The South Pars natural gas field in the Persian Gulf. International investment in Iran’s energy industry is expected to skyrocket when sanctions are eased. Photo: Alireza824 / Wikimedia

This upward trend is bound to soar after the deal is signed. Fear of repercussions is largely gone. The prospect of renewed ties is being actively explored. Since the interim deal was signed, the foreign ministers of Australia, Austria, Greece, Italy, Hungary, Latvia, Poland, Spain, and Sweden, among others, have all visited Tehran. They were joined by high-profile parliamentary and business delegations, chambers of commerce, and even The Elders, the NGO led by semi-retired foreign dignitaries such as Kofi Annan and Jimmy Carter. Great Britain is actively exploring the possibility of reopening its embassy after it was ransacked by an angry mob in November 2011.

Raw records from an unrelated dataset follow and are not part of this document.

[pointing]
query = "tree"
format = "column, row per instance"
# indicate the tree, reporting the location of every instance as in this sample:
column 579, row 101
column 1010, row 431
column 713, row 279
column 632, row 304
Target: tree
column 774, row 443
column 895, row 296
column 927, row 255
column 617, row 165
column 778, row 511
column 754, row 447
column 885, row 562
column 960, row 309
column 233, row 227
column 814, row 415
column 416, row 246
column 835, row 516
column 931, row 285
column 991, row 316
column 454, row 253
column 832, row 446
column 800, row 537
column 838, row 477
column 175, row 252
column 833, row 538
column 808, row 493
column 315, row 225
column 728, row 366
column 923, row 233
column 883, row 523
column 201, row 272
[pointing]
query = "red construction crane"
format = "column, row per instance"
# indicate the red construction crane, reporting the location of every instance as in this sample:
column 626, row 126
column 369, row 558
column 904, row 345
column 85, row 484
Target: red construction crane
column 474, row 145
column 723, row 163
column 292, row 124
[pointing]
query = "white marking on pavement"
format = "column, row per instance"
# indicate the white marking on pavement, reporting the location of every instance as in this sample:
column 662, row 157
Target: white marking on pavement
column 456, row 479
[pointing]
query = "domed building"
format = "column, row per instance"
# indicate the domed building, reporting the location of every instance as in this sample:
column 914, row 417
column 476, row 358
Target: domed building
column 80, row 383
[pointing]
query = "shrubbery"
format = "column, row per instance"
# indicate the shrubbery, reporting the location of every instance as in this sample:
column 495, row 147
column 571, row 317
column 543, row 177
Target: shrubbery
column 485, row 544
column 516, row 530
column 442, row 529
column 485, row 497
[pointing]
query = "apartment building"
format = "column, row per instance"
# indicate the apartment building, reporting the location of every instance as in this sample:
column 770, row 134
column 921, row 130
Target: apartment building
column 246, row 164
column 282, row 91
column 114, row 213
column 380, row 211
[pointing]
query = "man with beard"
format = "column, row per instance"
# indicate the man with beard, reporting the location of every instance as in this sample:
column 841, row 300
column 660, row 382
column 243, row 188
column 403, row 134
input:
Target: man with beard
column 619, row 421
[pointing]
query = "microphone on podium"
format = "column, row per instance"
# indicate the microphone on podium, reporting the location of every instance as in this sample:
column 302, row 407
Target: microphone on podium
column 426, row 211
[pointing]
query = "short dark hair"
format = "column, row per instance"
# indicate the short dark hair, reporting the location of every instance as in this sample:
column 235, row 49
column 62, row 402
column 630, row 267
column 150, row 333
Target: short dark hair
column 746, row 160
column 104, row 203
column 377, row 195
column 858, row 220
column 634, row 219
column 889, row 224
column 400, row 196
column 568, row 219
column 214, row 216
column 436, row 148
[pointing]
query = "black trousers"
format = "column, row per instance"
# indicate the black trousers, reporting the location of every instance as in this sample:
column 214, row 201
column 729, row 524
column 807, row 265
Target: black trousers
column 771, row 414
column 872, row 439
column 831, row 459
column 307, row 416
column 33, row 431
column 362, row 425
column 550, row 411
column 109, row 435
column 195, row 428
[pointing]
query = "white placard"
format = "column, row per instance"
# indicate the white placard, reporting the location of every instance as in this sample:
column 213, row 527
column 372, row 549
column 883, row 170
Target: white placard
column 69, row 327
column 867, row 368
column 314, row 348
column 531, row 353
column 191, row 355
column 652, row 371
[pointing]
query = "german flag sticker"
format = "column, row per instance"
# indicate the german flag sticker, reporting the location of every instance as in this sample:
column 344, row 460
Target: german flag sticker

Where diplomacy goes, business follows. The Financial Times reported that Royal Dutch Shell executives recently visited Tehran to discuss investment opportunities in Iran’s energy sector. Earlier this month, Iranian transport minister Abbas Akhundi visited the Paris air show, announcing his country’s readiness to spend $20 billion to modernize its commercial fleet. Considering how effective U.S. sanctions were in preventing Mahan Air from buying aircraft in May, it is hard to believe no one will sell come July.

Increasingly, it looks like the starting line in an Oklahoma land rush. When it’s high noon, it will be hard to stop the horses.

Ultimately, it matters less whether everyone wants to trade with the Ayatollahs than whether they believe Washington’s threats.

It is not that the Ayatollahs do not take U.S. sanctions seriously. They took them seriously enough to engage in genuine negotiations for the first time in years. It’s that, in general, they look at America and no longer see a threat. Their hatred of America was once balanced with a healthy dose of awe and respect for the pain it was both capable of and willing to inflict on its enemies. But in 2015, Tehran knows that a president who said “Assad must go” in 2011 can no longer be believed. The ayatollahs look at the president who threatened a military response to the use of chemical weapons in Syria and then blinked. What they see are empty threats.

So does the region. So do allies and enemies. They will treat the U.S. threat of snap-back sanctions with the same utter contempt.